The thread that is running on the processor, that is, at Thread State 2, is PERFMON Thread 1, a thread of the Performance Monitor executable. (It is represented by the white bar in middle of the graph.) In fact, a Performance Monitor thread always appears as the running thread when it captures data; if it weren't, it could not be capturing the data. This is an inescapable artifact of the tool.

Therefore, in Thread State charts or graphs, you need to assume that the processes getting processor time are those bouncing from Ready and in the queue (1) to Waiting (5). In this example, the bars at Ready (1) are the first few on the left, representing the processor-guzzling simulation tool, a System thread, two Services threads, and an RPC subsystem thread. (As you scroll through a running Performance Monitor graph, the thread state value appears in the value bar.)

The pattern of thread state activity is better seen in a line graph. Although it is much busier, it reveals the patterns of processor use by each thread.

To create a graph like this one, chart all running threads, then delete threads that are never ready and set the vertical maximum to 6. This is a bit hard to read in still life, but the patterns for each thread become more apparent when you highlight the selected line by pressing the backspace key.

The black line that always appears to be running (at thread state 2) is PERFMON. The lines with the most activity are those of CPU Stress, the simulation tool. The white line is a thread of the Explorer process.

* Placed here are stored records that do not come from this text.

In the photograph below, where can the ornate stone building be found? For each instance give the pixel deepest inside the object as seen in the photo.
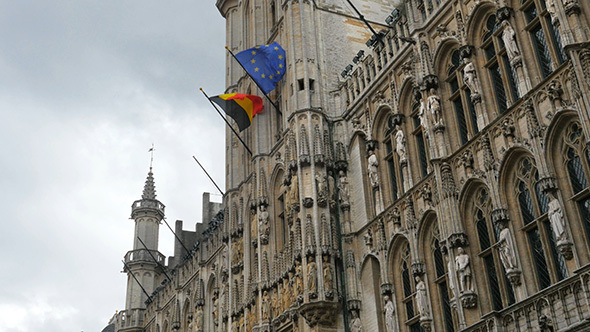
(431, 177)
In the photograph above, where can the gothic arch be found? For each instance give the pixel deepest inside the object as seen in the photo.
(442, 53)
(370, 277)
(477, 20)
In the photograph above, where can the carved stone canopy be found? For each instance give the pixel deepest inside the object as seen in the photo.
(466, 51)
(457, 240)
(319, 313)
(504, 13)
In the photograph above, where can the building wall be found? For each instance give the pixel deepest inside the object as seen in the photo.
(476, 218)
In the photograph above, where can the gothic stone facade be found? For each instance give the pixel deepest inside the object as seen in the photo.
(433, 177)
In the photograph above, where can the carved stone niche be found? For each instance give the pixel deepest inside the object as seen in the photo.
(354, 304)
(500, 216)
(417, 269)
(504, 13)
(457, 240)
(430, 82)
(371, 145)
(547, 184)
(469, 300)
(386, 289)
(321, 313)
(466, 51)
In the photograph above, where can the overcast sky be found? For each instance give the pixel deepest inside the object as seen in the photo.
(85, 88)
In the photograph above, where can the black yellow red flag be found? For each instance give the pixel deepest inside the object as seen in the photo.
(240, 107)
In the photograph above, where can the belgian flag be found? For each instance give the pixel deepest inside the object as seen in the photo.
(239, 107)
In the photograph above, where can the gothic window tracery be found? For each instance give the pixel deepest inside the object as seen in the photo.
(392, 159)
(464, 109)
(502, 75)
(549, 264)
(441, 280)
(544, 36)
(500, 290)
(419, 135)
(577, 164)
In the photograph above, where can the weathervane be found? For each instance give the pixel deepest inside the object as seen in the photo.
(151, 151)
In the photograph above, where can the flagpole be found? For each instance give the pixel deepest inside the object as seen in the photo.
(258, 85)
(224, 119)
(203, 168)
(154, 258)
(363, 18)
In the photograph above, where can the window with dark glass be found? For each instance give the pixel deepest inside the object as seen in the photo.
(500, 290)
(549, 264)
(460, 99)
(501, 73)
(543, 35)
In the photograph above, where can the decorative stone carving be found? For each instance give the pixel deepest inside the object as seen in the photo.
(400, 140)
(328, 277)
(312, 277)
(373, 169)
(433, 104)
(506, 249)
(355, 323)
(509, 39)
(263, 224)
(463, 267)
(422, 299)
(343, 191)
(472, 82)
(322, 190)
(389, 314)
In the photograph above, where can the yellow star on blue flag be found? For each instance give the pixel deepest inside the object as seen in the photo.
(265, 64)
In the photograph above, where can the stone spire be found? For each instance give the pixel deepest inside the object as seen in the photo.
(149, 190)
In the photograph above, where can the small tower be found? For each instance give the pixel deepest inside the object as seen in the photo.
(147, 213)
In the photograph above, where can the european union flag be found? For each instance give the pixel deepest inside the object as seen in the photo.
(265, 64)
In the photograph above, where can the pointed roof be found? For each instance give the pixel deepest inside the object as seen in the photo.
(149, 189)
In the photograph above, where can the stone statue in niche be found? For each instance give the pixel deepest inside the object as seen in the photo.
(199, 319)
(328, 274)
(343, 192)
(253, 225)
(263, 224)
(555, 214)
(506, 249)
(373, 169)
(312, 275)
(470, 78)
(389, 314)
(355, 323)
(463, 266)
(265, 306)
(298, 278)
(423, 117)
(400, 140)
(322, 188)
(452, 277)
(433, 104)
(294, 189)
(422, 299)
(509, 39)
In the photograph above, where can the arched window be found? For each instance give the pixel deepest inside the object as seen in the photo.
(544, 36)
(502, 74)
(549, 264)
(578, 168)
(392, 159)
(464, 110)
(500, 290)
(440, 280)
(418, 133)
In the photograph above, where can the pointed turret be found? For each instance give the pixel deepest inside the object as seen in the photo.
(147, 213)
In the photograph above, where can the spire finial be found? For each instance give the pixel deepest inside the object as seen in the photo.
(151, 151)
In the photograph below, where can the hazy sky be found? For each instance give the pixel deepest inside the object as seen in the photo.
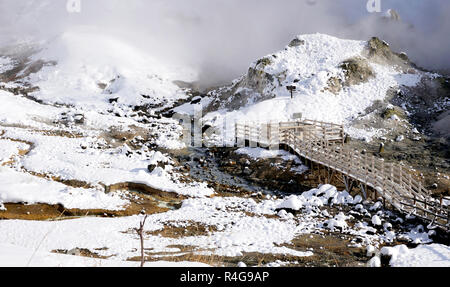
(221, 37)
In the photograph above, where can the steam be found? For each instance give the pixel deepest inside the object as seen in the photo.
(221, 37)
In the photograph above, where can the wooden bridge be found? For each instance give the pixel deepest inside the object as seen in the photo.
(323, 145)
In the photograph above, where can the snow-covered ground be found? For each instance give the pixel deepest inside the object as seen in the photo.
(43, 145)
(433, 255)
(87, 60)
(309, 67)
(14, 256)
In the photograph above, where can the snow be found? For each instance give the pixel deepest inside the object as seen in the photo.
(86, 58)
(433, 255)
(376, 221)
(260, 153)
(316, 198)
(15, 256)
(18, 187)
(312, 65)
(9, 149)
(374, 262)
(6, 64)
(70, 161)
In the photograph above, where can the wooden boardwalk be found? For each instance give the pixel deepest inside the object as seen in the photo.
(323, 144)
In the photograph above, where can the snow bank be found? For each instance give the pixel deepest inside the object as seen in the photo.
(86, 59)
(76, 158)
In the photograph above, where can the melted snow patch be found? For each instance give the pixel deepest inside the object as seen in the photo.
(434, 255)
(309, 67)
(6, 64)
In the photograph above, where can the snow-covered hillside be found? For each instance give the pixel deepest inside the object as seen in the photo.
(336, 81)
(85, 136)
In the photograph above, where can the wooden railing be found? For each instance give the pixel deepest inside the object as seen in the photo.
(323, 143)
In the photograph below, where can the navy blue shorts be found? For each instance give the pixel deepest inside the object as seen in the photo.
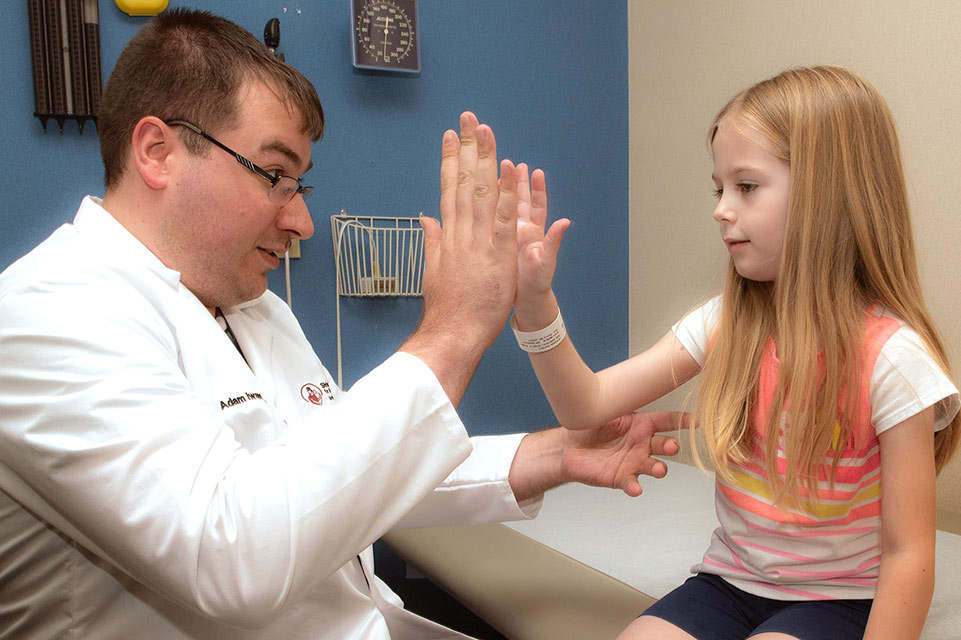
(709, 608)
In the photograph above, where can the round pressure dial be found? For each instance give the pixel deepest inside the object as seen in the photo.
(385, 34)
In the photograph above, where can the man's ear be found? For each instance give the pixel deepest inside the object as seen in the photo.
(153, 151)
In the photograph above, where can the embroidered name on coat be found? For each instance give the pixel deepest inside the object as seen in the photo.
(231, 402)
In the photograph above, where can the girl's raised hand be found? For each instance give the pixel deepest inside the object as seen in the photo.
(536, 250)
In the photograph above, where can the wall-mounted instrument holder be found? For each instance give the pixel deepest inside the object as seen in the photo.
(65, 47)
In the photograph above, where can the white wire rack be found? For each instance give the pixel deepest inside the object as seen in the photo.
(375, 257)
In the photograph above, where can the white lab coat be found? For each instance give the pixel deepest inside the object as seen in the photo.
(156, 486)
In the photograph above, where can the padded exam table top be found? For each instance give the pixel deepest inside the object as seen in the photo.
(594, 559)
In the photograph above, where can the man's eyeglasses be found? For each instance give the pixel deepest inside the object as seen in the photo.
(282, 188)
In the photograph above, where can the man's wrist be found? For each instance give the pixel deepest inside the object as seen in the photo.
(537, 465)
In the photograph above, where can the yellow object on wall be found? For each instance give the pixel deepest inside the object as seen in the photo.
(142, 7)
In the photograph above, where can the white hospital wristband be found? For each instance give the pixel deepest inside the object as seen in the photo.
(543, 340)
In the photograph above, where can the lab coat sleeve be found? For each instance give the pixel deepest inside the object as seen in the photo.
(102, 435)
(477, 492)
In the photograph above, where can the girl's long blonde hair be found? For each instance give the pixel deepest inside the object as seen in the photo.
(848, 245)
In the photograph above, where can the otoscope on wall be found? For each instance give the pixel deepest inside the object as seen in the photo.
(65, 49)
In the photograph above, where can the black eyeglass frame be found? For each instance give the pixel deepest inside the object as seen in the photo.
(272, 178)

Although busy, this graph highlights which threads are in the queue and reveals their scheduling patterns. On logged data, you can use the Time Window to limit a thread state graph to selected data points, so you can measure the elapsed time a thread spent in each thread state. Summing the time in the ready state in each second sampled will tell you how long, on average, the threads are waiting in the queue. This information is quite useful when tuning thread behavior.